DAVE RILEY HAD worked the E.R. at Immaculate Heart for a less than a year, and had seen enough to make him wonder if he could pull off this doctor bit for another thirty or forty. For the most part Riley could take the stabbings, the shootings, the overdoses and assaults. He was even getting good at turning his emotions off when the ambulance jockeys wheeled in a child without a limb or missing part of his or her face, screaming and oozing.

  There was a trick to it. He just didn’t give a fuck. He thought of them as machines, because all he really was in the end was a mechanic for bodies. Riley had pretty much dumped the last of his doubts about his longevity in the field of medicine. He could handle it. Just turn off the emotions and try not to let his drinking get too bad. And then, the street boy came in.

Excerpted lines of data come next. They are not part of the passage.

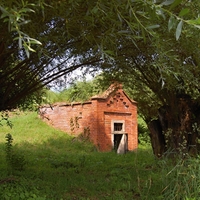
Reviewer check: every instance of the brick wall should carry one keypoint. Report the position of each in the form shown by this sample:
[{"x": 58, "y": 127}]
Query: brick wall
[{"x": 97, "y": 115}]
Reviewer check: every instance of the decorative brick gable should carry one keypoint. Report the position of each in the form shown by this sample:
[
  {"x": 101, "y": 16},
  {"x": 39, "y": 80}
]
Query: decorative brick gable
[{"x": 110, "y": 119}]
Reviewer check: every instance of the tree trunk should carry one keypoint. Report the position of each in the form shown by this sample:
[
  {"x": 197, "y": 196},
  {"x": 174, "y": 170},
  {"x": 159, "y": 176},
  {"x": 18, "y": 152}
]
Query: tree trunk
[{"x": 176, "y": 129}]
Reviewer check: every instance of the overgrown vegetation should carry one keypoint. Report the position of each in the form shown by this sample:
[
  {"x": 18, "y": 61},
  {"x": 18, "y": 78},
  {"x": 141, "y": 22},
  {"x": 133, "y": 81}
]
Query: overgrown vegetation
[{"x": 59, "y": 166}]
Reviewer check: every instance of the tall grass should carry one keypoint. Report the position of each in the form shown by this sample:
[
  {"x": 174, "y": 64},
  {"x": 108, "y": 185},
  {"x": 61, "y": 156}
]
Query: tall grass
[{"x": 59, "y": 166}]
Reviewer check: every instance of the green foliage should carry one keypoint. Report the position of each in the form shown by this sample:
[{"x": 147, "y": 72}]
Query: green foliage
[
  {"x": 62, "y": 167},
  {"x": 14, "y": 160},
  {"x": 79, "y": 91},
  {"x": 182, "y": 178}
]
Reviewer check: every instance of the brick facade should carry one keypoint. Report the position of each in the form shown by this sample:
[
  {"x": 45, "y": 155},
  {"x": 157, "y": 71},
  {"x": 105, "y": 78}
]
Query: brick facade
[{"x": 106, "y": 118}]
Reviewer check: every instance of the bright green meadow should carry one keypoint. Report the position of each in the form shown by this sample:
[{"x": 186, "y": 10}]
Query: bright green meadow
[{"x": 43, "y": 163}]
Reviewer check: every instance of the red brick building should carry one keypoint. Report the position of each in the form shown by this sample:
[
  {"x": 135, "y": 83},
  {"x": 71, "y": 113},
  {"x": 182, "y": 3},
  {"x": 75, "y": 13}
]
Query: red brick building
[{"x": 109, "y": 120}]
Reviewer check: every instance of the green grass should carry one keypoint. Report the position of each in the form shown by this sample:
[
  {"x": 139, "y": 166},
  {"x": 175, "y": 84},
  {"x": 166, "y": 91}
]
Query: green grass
[{"x": 59, "y": 166}]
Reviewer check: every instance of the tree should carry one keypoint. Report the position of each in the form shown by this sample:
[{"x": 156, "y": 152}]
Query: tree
[
  {"x": 67, "y": 35},
  {"x": 162, "y": 75}
]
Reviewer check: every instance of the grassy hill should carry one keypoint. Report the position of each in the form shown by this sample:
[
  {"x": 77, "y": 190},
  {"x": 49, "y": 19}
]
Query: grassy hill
[{"x": 49, "y": 164}]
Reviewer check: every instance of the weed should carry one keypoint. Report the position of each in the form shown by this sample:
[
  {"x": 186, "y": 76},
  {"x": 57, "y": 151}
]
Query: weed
[{"x": 14, "y": 161}]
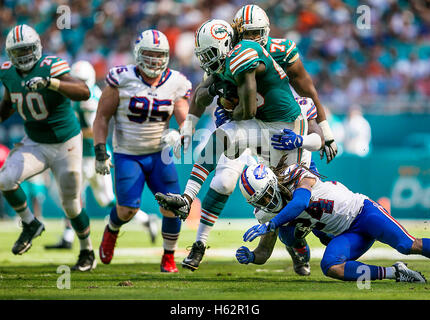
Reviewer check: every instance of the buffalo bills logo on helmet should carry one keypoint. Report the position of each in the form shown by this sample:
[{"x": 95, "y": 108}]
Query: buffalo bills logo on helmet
[{"x": 260, "y": 172}]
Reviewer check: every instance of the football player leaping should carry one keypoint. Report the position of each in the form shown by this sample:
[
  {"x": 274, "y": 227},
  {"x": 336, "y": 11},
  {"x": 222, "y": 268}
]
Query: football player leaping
[
  {"x": 264, "y": 93},
  {"x": 101, "y": 185},
  {"x": 39, "y": 88},
  {"x": 141, "y": 98},
  {"x": 285, "y": 53},
  {"x": 295, "y": 197}
]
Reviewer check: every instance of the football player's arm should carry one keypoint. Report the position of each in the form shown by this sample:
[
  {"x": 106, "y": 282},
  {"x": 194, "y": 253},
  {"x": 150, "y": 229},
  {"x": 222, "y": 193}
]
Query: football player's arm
[
  {"x": 6, "y": 109},
  {"x": 299, "y": 202},
  {"x": 180, "y": 110},
  {"x": 107, "y": 107},
  {"x": 265, "y": 247},
  {"x": 302, "y": 82},
  {"x": 314, "y": 140},
  {"x": 202, "y": 97},
  {"x": 247, "y": 92},
  {"x": 72, "y": 88}
]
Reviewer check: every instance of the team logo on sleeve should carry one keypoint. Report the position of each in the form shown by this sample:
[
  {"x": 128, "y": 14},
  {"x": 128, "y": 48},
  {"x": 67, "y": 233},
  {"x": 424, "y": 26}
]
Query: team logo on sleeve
[
  {"x": 260, "y": 172},
  {"x": 219, "y": 32}
]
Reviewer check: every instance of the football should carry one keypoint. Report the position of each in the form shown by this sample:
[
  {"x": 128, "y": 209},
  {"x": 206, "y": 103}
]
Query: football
[{"x": 229, "y": 103}]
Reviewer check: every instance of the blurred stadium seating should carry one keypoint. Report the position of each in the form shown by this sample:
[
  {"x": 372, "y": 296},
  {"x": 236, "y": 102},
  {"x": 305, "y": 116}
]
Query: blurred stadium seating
[{"x": 384, "y": 69}]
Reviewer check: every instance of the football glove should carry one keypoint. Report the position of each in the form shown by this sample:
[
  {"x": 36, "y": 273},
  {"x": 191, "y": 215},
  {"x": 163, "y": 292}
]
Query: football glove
[
  {"x": 176, "y": 203},
  {"x": 38, "y": 83},
  {"x": 289, "y": 140},
  {"x": 258, "y": 230},
  {"x": 221, "y": 116},
  {"x": 171, "y": 138},
  {"x": 244, "y": 255},
  {"x": 103, "y": 163},
  {"x": 330, "y": 146},
  {"x": 186, "y": 133}
]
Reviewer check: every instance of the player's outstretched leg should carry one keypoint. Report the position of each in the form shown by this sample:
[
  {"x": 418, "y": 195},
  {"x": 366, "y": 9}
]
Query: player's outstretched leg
[
  {"x": 298, "y": 250},
  {"x": 31, "y": 227},
  {"x": 66, "y": 240},
  {"x": 110, "y": 234},
  {"x": 149, "y": 222},
  {"x": 81, "y": 225},
  {"x": 212, "y": 206},
  {"x": 170, "y": 229}
]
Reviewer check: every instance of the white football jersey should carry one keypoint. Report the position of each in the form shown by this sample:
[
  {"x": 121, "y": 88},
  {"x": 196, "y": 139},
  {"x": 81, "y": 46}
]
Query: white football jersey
[
  {"x": 144, "y": 112},
  {"x": 332, "y": 208}
]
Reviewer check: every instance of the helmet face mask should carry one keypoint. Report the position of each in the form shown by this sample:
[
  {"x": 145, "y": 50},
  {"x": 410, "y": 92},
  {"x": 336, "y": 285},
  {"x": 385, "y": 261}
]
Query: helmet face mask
[
  {"x": 151, "y": 53},
  {"x": 259, "y": 185},
  {"x": 23, "y": 47},
  {"x": 83, "y": 70},
  {"x": 214, "y": 40},
  {"x": 251, "y": 21}
]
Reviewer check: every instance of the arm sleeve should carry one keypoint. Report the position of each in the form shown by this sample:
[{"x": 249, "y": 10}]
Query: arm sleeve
[
  {"x": 59, "y": 67},
  {"x": 292, "y": 210},
  {"x": 184, "y": 88}
]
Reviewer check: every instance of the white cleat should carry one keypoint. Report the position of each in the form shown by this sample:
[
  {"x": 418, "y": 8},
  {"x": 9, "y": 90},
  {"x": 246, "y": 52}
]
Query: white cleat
[{"x": 404, "y": 274}]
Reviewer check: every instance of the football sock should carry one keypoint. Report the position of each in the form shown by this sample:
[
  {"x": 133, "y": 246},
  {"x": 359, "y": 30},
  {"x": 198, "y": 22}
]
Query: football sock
[
  {"x": 68, "y": 234},
  {"x": 18, "y": 201},
  {"x": 26, "y": 215},
  {"x": 426, "y": 247},
  {"x": 354, "y": 270},
  {"x": 212, "y": 206},
  {"x": 115, "y": 222},
  {"x": 141, "y": 217},
  {"x": 81, "y": 225},
  {"x": 170, "y": 228},
  {"x": 205, "y": 164}
]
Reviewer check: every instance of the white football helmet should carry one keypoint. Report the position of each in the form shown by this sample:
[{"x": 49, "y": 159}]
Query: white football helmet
[
  {"x": 23, "y": 47},
  {"x": 214, "y": 39},
  {"x": 259, "y": 186},
  {"x": 250, "y": 18},
  {"x": 83, "y": 70},
  {"x": 153, "y": 41}
]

  Apparently, the kid had expired before the wagon even got there. Instead of tagging and bagging the little punk right there, one of the paramedics (brand new of-fucking-course) had decided to yank the bum-boy back from the brink.

  The surgery had gone rather well. The wound had been a neat hole. The ice pick had angled through the sternum, pierced the left lung and collapsed it. It had been a simple matter of reinflating the lung and sewing up the puncture, just like a child’s inner tube.

  Riley stood over his fresh repair work, tugging the last sutures taught. He wondered about brain damage. He threw red-rimmed eyes at the gas-passer. “We know how long he was flat-lined before they got him here?”

  The anesthesiologist peered over her mask. She had long eyelashes. “EMT said just a couple of minutes.”

  “Good,” Riley nodded. “I wouldn’t want to go to all this trouble just to save a cabbage.” He stepped away from the operating table and stripped his gloves. Turning his back, Riley tossed them into the biohazard bin. The anesthesiologist also turned away to check a monitor displaying the vital signs of her comatose patient. No one noticed as Johnny’s hand flashed out at the instrument tray and back to his side.

  Riley was just about to make a joke about how bad the kid smelled when the anesthesiologist gasped, “Oh, my god.”

  Riley spun around. “The hell?”

  His patient was sitting up on the table, oxygen intubation hanging from his mouth. The boy grabbed the tubing and yanked, retching and throwing raw, wet coughs until he expelled the apparatus. It only took a second and there he was, one moment swimming in an artificially induced drug coma, the next sitting up and staring at Riley with something like amusement. The blue surgical covers fell away from the street urchin’s chest, exposing his white rib cage and the iodine smear around the freshly stitched wound.

  The anesthesiologist stepped forward, her voice calm. She’d never seen this level of cognizance, but sometimes patients did come around early. “Stop,” she soothed, “ you have to lay—”

  Without taking his eyes off Riley, Johnny whipped backward with his left hand. The anesthesiologist wailed and fell over backward, her upper lip slashed most of the way off. A scrub nurse stepped up and tried to grab Johnny’s arm. Still staring at Riley, smiling now, Johnny grabbed her around the neck in a one-armed headlock like they were barroom chums in a tussle. Her eyes bloomed as Johnny bit the tip of her ear off and shoved her away. She cymbal-crashed through the instrument tray and balled up in the corner, holding her head. The blood seeped through her fingers, bright and electric on the white surgical gloves. The room swam in shrieks.

  Johnny sliced into the soft the pad of his index finger and offered it to Riley. A voice that had not spoken in a thousand-thousand years rasped over abused vocal chords, thick and delighted. “Would you care to be blood brothers, Doctor?”